Nell’ex cappella – che ancora custodisce un dipinto del santo al quale era dedicata, Sant’Antonio Abate – è stato infine ricavato un bar: ma con statue nelle nicchie, scritte e arredi che ricostruiscono in modo parodistico e dissacrante spazi, messaggi, simboli di un luogo di culto cattolico. Il locale, «identificato nel profilo Facebook come “chiesa del peccato”, suscita non poche perplessità per la modalità della comunicazione e dei contenuti che la accompagnano», esordisce il comunicato dei sacerdoti. Perplessità condivise da molti, e che hanno portato la Polizia locale a denunciare per vilipendio alla religione il rappresentante legale del bar.
«Certamente si fa leva sull’intercettare la curiosità dei possibili fruitori di fronte ad una proposta, che forse ha l’intenzione di provocare una rottura con un ambiente e una cultura che si ritengono superati», riflettono i sacerdoti di Marigliano. «È proprio però partendo da questo principio che si compiono diversi “scivoloni” di stile. Intanto non si costruisce il nuovo assumendo luoghi, segni e parole e facendone un uso definibile, quanto meno, di basso profilo: il nuovo può essere sicuramente attuato, ma nel rispetto di quanto ci ha preceduto e lasciando che ogni situazione e cultura sia rispettata». «Così – riprende la nota – l’aver usato la definizione di “chiesa del peccato” e aver banalizzato espressioni – “prendete e bevetene tutti” – che per un gran numero di persone rivestono ben altra portata, o ancora “abbiate fede”, in un contesto ilare e, probabilmente nelle intenzioni degli scriventi, ironico è veramente una grande mancanza di misura».

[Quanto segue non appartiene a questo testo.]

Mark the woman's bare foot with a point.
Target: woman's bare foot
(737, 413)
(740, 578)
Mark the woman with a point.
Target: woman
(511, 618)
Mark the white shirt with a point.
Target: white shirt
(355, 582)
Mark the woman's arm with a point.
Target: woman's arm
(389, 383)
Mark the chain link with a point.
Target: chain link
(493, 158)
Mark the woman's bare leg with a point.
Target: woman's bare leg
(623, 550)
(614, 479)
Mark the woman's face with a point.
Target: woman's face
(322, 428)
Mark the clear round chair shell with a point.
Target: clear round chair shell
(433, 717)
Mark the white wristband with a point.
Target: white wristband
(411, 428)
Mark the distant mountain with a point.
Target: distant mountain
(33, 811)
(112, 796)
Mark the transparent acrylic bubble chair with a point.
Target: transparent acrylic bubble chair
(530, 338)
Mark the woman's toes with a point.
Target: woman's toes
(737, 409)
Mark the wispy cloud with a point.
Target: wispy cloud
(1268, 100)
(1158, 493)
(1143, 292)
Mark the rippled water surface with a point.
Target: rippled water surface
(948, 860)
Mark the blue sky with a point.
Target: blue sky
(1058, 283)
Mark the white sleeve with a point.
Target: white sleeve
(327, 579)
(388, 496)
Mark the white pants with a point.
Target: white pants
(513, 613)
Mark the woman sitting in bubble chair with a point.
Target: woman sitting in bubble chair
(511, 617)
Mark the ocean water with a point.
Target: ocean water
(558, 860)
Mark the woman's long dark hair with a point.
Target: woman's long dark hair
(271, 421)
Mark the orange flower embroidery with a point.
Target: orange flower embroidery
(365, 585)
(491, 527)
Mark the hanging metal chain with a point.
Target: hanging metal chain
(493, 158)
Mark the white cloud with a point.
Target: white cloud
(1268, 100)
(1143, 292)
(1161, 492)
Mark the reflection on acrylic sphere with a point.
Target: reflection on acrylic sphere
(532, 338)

Ebbene, «la scelta di immagini care alla tradizione di molti, raffiguranti il simulacro di Gesù o della Vergine Maria, ricollocati in un contesto così particolare e invitante al consumo, veramente è un utilizzo fuori luogo. Il clamore non va sempre di pari passo col buon gusto e lo spettacolare talvolta scade nel trash, questa operazione ha portato questa logica alla sua massima espressione». Come pastori che «su questo territorio pongono il proprio servizio non possiamo tacere quando ci sono manifestazioni di questa portata: lo dobbiamo alla cultura che viviamo, alla memoria della fede di chi ci ha preceduto e alla consegna alle nuove generazioni del senso della misura, del bello e dell’opportuno che sempre devono rappresentare i punti di riferimento in una società civile». In conclusione «le forme per dirsi contrari al dilagare di queste espressioni potrebbero passare attraverso proclami o condanne», che però rischiano di «lasciare il tempo che trovano», se non di fomentare «curiosità e chiacchiericcio» a tutto vantaggio del locale. C’è «un’altra possibilità», suggeriscono i sacerdoti: il «dissenso civile» che «si attua attraverso il non pubblicizzare e non frequentare questi luoghi che, di un linguaggio volgare e inopportuno, fanno la propria vetrina».